What OS does she use? Win 8.1 can be set to do backups of personal documents to an external USB drive every 10 minutes if required. (look for "file History")

Saves having to set the auto save on every programme used and avoids the "cloud issue" for sensitive data.

For earlier versions of windows allwaysync does the same thing and is free for non industrial numbers of files

formatting link

Reply to
CB

I use FreefileSync but there is a sister companion of RealTimeSync though have never used it.

If security is an issue, she could use TruCrypt or whatever it's now called for saving to an external drive.

Reply to
Fredxxx

Was she waiting for those disks in the post from the UK's three highly sensitive enquires about deaths in police custody? Tell her they've been lost...

Reply to
Andrew Gabriel

I think they thought of that. :-)

It puts them in the drive and folder that you tell it to.

I don't know about "alternating". I have active backup to one disk, and overnight backups to two other disks, one of which is in a different building.

It obviously can't save information that's in the app's working storage but not on the HD. When I'm using my editor, whenever I press Ctrl+S, Active Backup backs up what I've just saved. A timed backup would be superfluous.

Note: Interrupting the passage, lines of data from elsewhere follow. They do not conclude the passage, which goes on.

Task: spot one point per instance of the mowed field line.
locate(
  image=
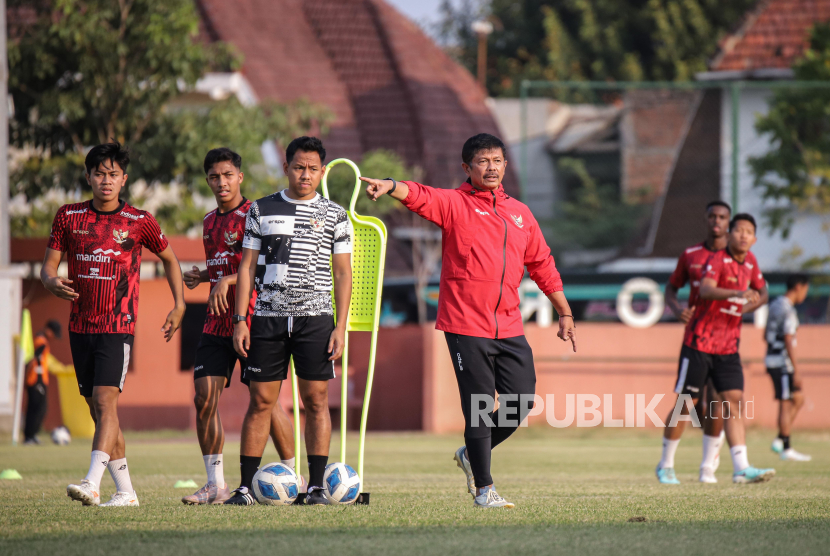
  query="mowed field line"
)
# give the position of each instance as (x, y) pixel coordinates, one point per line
(575, 491)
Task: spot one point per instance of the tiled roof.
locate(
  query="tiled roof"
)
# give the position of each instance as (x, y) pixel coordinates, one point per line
(773, 35)
(387, 83)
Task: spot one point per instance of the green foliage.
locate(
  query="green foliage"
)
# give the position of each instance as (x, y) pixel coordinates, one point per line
(795, 173)
(601, 40)
(83, 72)
(374, 164)
(597, 217)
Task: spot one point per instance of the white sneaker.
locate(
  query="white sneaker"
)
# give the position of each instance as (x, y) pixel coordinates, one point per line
(86, 493)
(491, 499)
(707, 475)
(463, 463)
(791, 455)
(122, 499)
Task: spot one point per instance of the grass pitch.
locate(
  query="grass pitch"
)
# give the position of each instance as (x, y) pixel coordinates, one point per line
(575, 492)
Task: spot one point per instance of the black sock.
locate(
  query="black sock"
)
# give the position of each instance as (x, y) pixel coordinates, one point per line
(478, 452)
(249, 465)
(316, 470)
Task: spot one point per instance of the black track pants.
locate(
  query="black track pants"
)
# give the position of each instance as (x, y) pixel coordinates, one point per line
(484, 366)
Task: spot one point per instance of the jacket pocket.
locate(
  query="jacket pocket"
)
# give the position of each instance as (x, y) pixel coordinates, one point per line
(463, 243)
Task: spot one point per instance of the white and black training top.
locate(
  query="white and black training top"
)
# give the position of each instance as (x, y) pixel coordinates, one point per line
(295, 240)
(781, 321)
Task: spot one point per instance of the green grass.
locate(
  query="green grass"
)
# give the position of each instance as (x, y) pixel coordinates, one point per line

ISTM that timed backups are an inferior sticking-plaster for people who don't save their work often enough. But if someone really can't get into the proper saving habit, it's better than nothing, I'm sure.

Reply to
Mike Barnes

Had one crash here not that long ago. The replacement has been fine - without changing anything else.

Her repair man is attempting this.

I'd noticed something about Raid on the bios pages of one of my PCs here. But wasn't sure if it was a self contained feature. The cost of an extra HD would be neither here nor there.

Wonder how reliable SDD actually is? Perhaps too new to be certain?

But whatever used would have to be automatic. All to easy to forget to do backups when working at home - and running a young family.